It struck me afterwards that perhaps I, too, had said a queer thing; but we seemed to understand each other. Presently we sat down again, and he talked to me about the Parsees; he appears to know a great deal about them.

We narrowly escaped a second run downhill; again the wind seized my hat, but he nimbly caught it on the wing.

“Why don’t you do as I do?” he asked, passing his fingers through his hair. “It’s a great mistake to wear a hat, especially if one has a turn for trespassing.”

“Who tells you,” laughed I then, “that I am trespassing? For aught you know, this may be my own ground.”

The young man looked at me curiously.

“Are you, then, Emilia Fletcher?” he cried.

I nodded assent; whereupon he held out his hand and jerked his head forward; it was evidently an attempt at courtesy.
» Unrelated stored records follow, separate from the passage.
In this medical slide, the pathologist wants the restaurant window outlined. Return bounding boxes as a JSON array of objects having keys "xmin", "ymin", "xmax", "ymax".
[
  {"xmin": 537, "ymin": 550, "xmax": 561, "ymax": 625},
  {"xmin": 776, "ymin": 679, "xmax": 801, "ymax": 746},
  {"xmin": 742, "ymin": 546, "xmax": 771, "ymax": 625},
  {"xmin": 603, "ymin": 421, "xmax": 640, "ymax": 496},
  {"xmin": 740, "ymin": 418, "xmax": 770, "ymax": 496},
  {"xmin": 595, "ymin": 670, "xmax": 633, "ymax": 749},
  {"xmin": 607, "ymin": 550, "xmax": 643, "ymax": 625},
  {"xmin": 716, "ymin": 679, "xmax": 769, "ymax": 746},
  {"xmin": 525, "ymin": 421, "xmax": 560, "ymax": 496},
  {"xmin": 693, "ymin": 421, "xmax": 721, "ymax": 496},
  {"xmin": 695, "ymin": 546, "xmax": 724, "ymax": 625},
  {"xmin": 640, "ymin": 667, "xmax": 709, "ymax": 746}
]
I took the hand and laughed outright: he looked so funny with his bright eyes twinkling beneath the tangled forelock.

“I have heard of you,” he said, “and I am glad to meet you. The other day I asked to whom the land belonged, and was told that you were half Italian and rather eccentric. You seem to be a human being. I am glad to have met you. My name is Gabriel Norton.”

Here the big bell rang out from the house, summoning me to tea,—it had rung once already. So the apparition and I parted company.

I wonder if he has caught cold; I am sure that I have; I have been sneezing all the evening.